I have been lucky enough to have many inspiring and knowledgeable teachers throughout my life, this section of my blog is dedicated to them.  

Marilyn DaSilva is the chair of the Jewelry/Metal Arts department at California College of the Arts(CCA). She was my teacher from my first jewelry class at CCA to the final semester of my Senior Projects class. Although I was not always enrolled in a class with Marilyn she was always available to aid in my artistic progression offering wisdom in both craft and concept. One thing I will never forget that Marilyn has taught me is that there is no back to a piece of jewelry, the back is not to be viewed as an unseen area but as an intimate secret for the wearer.  

Marilyn DaSilva's Work

 

Curtis Arima is an adjunct professor at CCA. Curtis introduced me to the techniques of chasing and repousse, he inspired me with his excitement and has always left me with the feeling that I could make anything. I am only limited by the expanse of my imagination and proficiency of my craft both of which I work constantly to evolve.  

Curtis Arima's Work

 

Deborah Lozier is an adjunct professor at CCA. She taught me the art of enamelling. I also worked for a short time as her assistant enamelling sconces for a building in Emeryville California.
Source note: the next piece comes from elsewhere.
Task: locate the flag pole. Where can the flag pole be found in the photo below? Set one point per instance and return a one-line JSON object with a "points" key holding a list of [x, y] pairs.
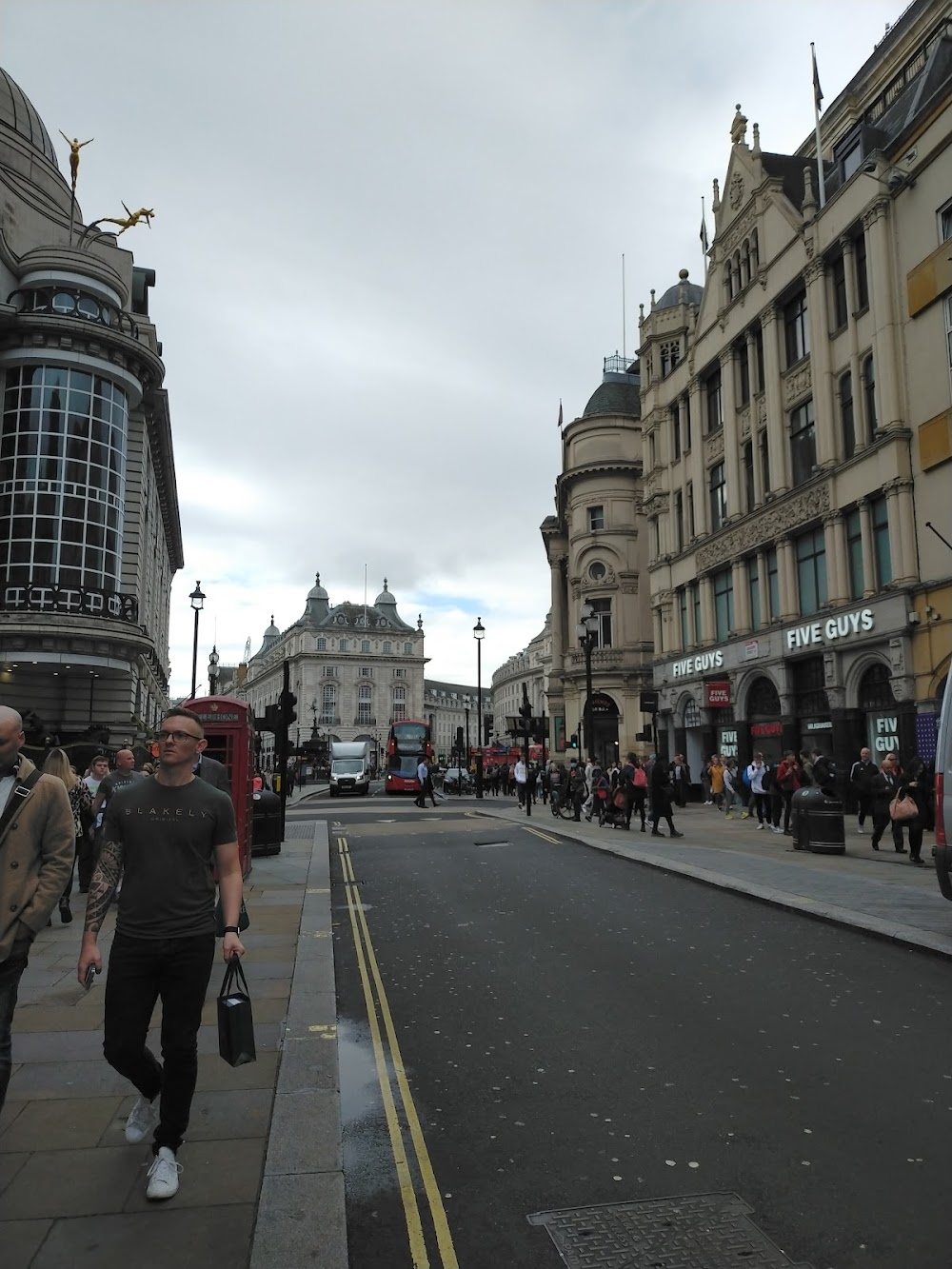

Deb has an infectious sense of positivity, while working for her I can recall her saying that you can only put positive OR negative energy into the world at any given time, you have to make that choice every moment.  

Deborah Lozier's Work

 

 David Cole is an adjunct professor at CCA. Under his instruction my level of craftsmanship increased immensely. He instilled in me a need for perfection, he would say “all I ask for is perfection, just perfection” saying that as if what he was asking was the easiest and most natural thing in the world to accomplish.  

David Cole's Work

 

Juarez Roberts was a writer, paratrooper and foreman of a foundry. He lived next door to me for two pivotal years of my life. He was my neighbor, mentor and confidant who became over the years my adoptive grandfather. Juarez was unfailingly intelligent with enough good sense to throw in a lowbrow joke if the topics being discussed  took on too serious a tone. He was a foundry foreman, among other things and in love with the medium of metal, the seeds of my appreciation and love for the craft of metal were planted by Juarez and his wife Sonja.